The Autism Diaries?! (Part 59)
A new occasional series here at “Sounds Good“
I listened to Warren Zevon this morning. It’s always the right choice. I could not listen to him all the time, like all in a row, but any day that is started with Warren Zevon is, frankly, going to be a good one. I realised today that the song ‘Excitable Boy’ is what I am always writing towards. In my fiction at least. It’s the story of a psychopath, told so economically. Obviously a big part of the magic is the jaunty sing-song of the chorus-type refrain (“Excitable boy, they all said/Well, he’s just an excitable boy”) and the way it’s married up to such a delightful, spry sounding tune.

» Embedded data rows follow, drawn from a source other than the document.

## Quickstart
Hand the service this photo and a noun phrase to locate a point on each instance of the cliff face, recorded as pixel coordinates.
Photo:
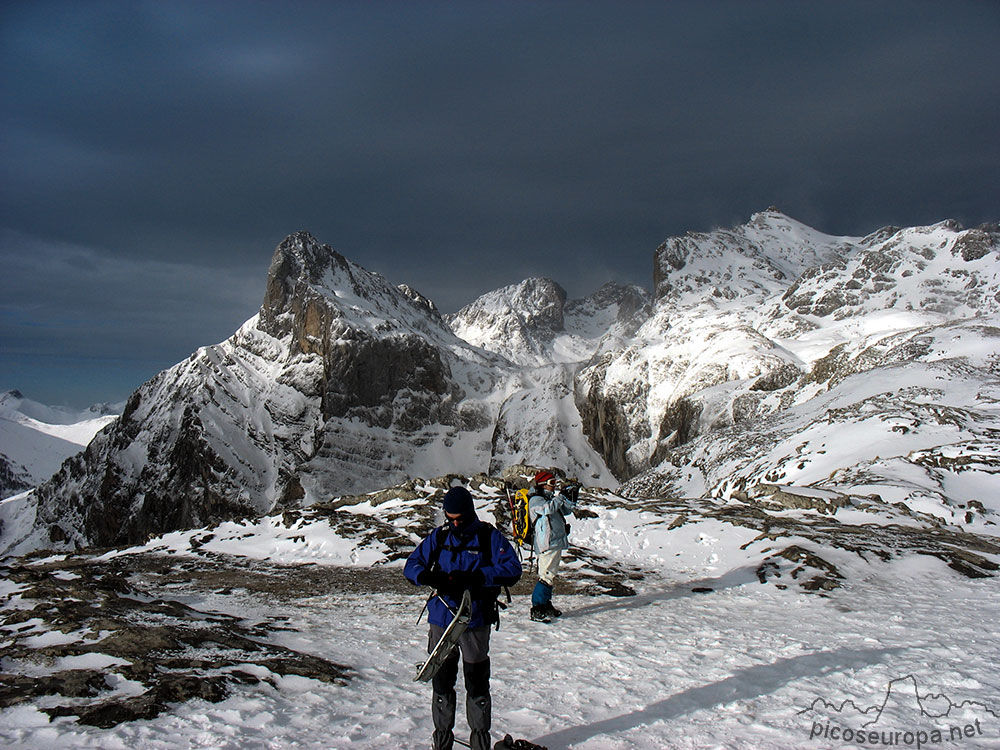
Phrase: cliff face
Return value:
(336, 364)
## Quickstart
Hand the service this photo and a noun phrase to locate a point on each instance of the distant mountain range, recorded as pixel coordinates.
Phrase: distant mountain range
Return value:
(35, 439)
(768, 355)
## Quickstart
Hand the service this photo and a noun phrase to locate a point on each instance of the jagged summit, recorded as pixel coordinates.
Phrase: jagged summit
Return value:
(771, 352)
(533, 322)
(756, 259)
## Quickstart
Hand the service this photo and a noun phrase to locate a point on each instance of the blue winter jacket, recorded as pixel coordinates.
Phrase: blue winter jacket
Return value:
(459, 551)
(548, 513)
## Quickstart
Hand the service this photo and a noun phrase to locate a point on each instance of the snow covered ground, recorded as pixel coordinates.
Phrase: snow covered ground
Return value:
(703, 656)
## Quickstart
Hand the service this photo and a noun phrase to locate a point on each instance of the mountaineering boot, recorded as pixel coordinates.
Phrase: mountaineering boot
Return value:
(443, 714)
(478, 704)
(540, 614)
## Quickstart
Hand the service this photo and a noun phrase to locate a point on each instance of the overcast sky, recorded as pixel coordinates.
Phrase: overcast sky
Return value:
(153, 154)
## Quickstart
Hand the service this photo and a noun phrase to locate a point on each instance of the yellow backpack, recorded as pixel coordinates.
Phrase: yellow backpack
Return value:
(523, 529)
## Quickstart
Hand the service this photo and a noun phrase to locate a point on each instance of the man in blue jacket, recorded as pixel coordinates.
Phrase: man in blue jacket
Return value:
(464, 554)
(547, 509)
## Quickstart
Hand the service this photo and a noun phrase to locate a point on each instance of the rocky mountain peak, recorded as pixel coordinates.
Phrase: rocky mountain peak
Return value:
(756, 259)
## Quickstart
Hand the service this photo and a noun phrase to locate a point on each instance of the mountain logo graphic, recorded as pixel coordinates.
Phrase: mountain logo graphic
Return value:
(904, 717)
(902, 698)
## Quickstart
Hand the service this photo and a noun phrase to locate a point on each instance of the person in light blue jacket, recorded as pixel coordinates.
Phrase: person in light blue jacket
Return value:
(463, 554)
(547, 510)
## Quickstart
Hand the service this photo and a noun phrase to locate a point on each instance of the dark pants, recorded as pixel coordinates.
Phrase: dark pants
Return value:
(475, 648)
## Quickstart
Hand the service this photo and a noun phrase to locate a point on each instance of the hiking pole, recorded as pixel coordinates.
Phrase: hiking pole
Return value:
(509, 742)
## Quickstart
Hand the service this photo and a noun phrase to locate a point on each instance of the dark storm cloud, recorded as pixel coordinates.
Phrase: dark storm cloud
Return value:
(460, 147)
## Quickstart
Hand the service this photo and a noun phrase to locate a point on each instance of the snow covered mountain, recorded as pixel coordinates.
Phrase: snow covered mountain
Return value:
(808, 427)
(35, 439)
(777, 355)
(533, 324)
(771, 355)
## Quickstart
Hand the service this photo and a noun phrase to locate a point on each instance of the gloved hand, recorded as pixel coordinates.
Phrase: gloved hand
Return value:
(436, 579)
(460, 580)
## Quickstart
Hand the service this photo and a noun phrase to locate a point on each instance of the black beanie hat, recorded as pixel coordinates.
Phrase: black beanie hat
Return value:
(458, 500)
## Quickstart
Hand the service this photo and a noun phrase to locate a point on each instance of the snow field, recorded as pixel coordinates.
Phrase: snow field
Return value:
(668, 668)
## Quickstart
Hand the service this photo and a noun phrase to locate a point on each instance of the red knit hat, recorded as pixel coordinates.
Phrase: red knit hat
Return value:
(544, 476)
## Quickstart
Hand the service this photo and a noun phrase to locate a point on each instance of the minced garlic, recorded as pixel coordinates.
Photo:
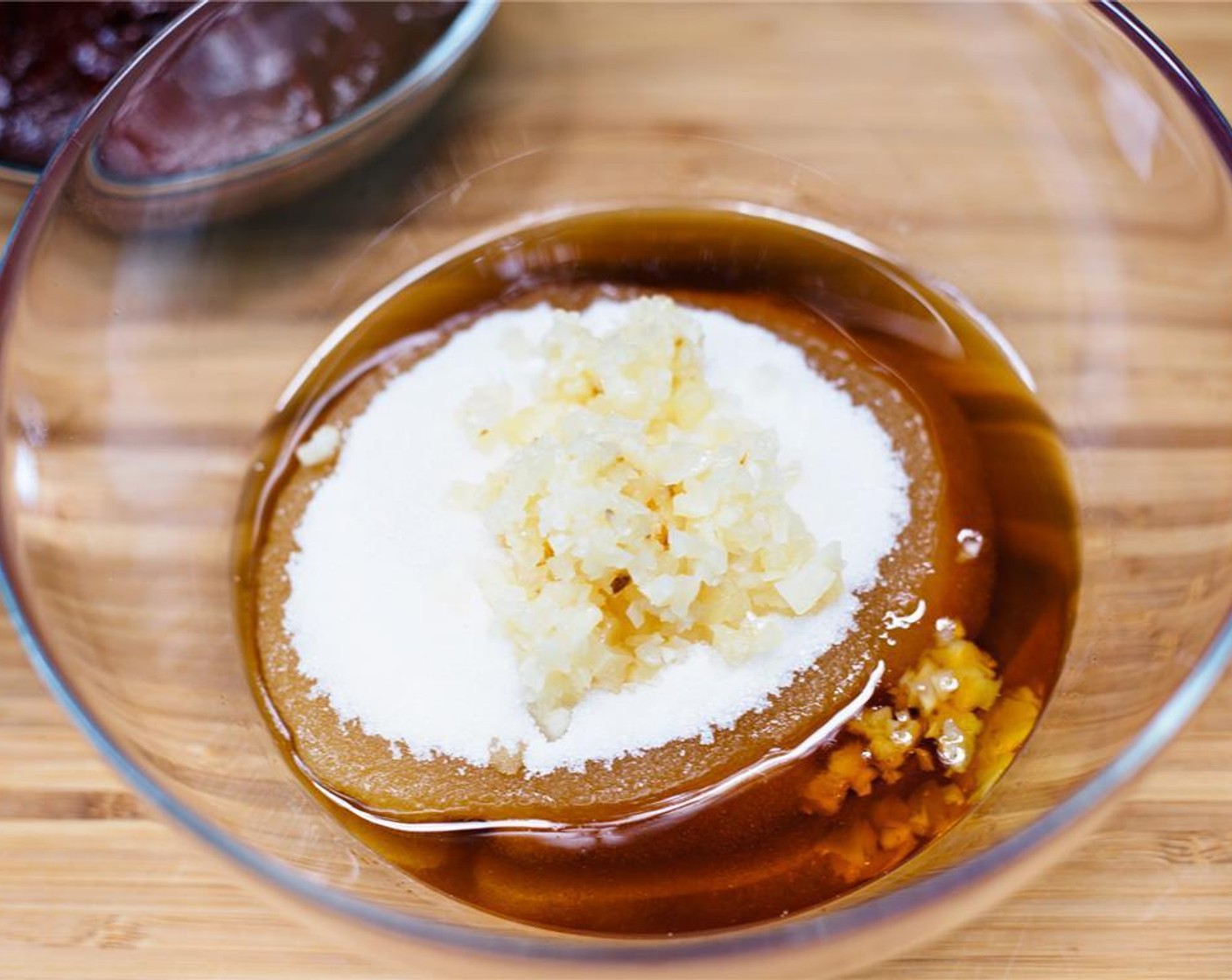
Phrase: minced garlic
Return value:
(640, 513)
(320, 446)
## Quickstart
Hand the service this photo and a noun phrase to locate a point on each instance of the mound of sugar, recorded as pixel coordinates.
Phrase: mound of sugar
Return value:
(640, 514)
(386, 612)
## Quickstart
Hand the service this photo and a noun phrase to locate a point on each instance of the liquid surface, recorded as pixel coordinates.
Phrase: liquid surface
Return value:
(268, 74)
(56, 57)
(982, 458)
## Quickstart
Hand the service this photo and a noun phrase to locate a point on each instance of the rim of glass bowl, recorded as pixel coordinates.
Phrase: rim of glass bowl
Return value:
(1162, 726)
(453, 45)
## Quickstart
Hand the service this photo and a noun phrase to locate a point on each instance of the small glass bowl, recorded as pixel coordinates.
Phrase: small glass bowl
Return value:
(1053, 162)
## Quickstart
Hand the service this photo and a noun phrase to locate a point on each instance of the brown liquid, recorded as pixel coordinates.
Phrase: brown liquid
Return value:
(982, 455)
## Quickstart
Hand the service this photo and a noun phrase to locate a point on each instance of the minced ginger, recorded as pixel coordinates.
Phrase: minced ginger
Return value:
(950, 718)
(640, 513)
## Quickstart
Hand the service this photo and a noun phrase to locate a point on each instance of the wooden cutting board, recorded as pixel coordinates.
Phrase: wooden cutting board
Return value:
(93, 888)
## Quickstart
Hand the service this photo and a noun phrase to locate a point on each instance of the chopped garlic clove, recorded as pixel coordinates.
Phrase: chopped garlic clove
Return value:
(320, 448)
(805, 588)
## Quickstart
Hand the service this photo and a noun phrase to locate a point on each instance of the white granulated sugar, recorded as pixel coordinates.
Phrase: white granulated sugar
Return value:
(386, 612)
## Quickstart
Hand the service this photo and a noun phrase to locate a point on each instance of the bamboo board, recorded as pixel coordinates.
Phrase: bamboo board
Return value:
(91, 886)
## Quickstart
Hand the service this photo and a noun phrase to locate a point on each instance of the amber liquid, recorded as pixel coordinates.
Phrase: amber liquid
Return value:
(752, 853)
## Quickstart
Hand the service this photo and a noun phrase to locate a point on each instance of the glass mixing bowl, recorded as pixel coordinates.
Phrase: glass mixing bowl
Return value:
(1054, 163)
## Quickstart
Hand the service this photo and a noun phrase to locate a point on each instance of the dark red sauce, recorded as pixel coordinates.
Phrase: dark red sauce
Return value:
(56, 57)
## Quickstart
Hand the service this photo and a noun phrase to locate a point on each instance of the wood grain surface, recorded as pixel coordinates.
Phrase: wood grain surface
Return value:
(91, 886)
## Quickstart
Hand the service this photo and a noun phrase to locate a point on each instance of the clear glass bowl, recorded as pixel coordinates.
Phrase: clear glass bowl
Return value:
(1054, 163)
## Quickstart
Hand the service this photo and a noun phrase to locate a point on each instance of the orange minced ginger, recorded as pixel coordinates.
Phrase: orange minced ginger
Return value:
(950, 718)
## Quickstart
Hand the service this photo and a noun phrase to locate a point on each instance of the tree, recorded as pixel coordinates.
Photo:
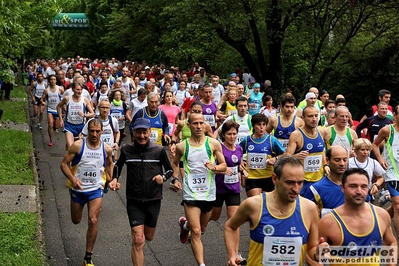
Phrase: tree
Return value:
(22, 26)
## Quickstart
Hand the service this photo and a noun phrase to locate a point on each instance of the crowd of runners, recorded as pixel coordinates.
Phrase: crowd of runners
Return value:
(313, 176)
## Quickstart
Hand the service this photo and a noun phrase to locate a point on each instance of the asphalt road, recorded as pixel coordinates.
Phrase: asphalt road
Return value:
(65, 242)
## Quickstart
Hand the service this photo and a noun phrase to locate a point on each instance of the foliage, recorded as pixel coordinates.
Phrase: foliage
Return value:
(301, 43)
(18, 243)
(15, 153)
(23, 25)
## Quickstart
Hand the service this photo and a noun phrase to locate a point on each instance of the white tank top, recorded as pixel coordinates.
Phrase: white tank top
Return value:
(39, 88)
(90, 168)
(53, 99)
(73, 108)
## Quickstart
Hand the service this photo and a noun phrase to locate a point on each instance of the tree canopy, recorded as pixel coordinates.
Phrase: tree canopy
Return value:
(334, 45)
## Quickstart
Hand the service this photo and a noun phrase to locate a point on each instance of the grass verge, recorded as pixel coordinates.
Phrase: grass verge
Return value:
(18, 242)
(15, 163)
(14, 111)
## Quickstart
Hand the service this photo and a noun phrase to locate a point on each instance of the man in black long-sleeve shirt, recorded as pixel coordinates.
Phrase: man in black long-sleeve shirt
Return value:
(148, 166)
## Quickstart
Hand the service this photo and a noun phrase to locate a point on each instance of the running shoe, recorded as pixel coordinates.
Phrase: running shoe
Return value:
(106, 188)
(88, 263)
(243, 261)
(183, 232)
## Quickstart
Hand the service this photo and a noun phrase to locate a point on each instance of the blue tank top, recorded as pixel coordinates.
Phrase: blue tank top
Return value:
(373, 238)
(270, 229)
(284, 132)
(313, 162)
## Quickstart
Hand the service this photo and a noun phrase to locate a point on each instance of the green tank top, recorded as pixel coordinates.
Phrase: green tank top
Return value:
(185, 132)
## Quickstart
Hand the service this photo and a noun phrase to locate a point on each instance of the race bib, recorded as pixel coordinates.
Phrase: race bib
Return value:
(198, 182)
(232, 179)
(312, 163)
(117, 115)
(284, 143)
(254, 106)
(154, 136)
(240, 137)
(395, 152)
(89, 175)
(281, 250)
(232, 112)
(256, 160)
(171, 126)
(210, 119)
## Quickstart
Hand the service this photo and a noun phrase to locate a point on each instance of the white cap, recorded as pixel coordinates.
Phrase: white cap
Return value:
(310, 95)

But the lines that devastate in particular are how he goes to dinner in his Sunday best and then makes a decision: “And he rubbed the pot roast all over his chest”. A big clue there in just the third line of the song. He will go on to bite the leg of an usherette in an early morning show for the very next verse of the song, he will then take “little Susie” to the junior prom. Where, horrifically, he “raped her and killed her” and if not more devastating, than certainly even more psychotic we get: “then he took her home”. But the kicker for me is the final verse where it describes him being let out of the home after “ten long years” whereupon “he dug up her grave and built a cage with her bones”. The image is that he did this immediately, like a wind-up toy, like the cartoon Tassie Devil as whirling dervish. And it’s all so simple — D/G/Em — and barbaric — Em/Bm/G/D — and yet the way Zevon tells this, we are all complicit. The other people in the song with their tossed-off but utterly uneasy justification that’s he’s “just an excitable boy”, and us for humming along to a tune that’s nearly impossible not to hum along with, right? Built that way on purpose. That makes the characters in the song (supplying the chorus line) and the audience (listening in, humming along) complicit in some way. That’s what I realised I am trying to do. You are reading along and that makes you complicit. You don’t have to agree with it. You can try your best not to, but by being there as part of the ride you are complicit. I wish you all the very best.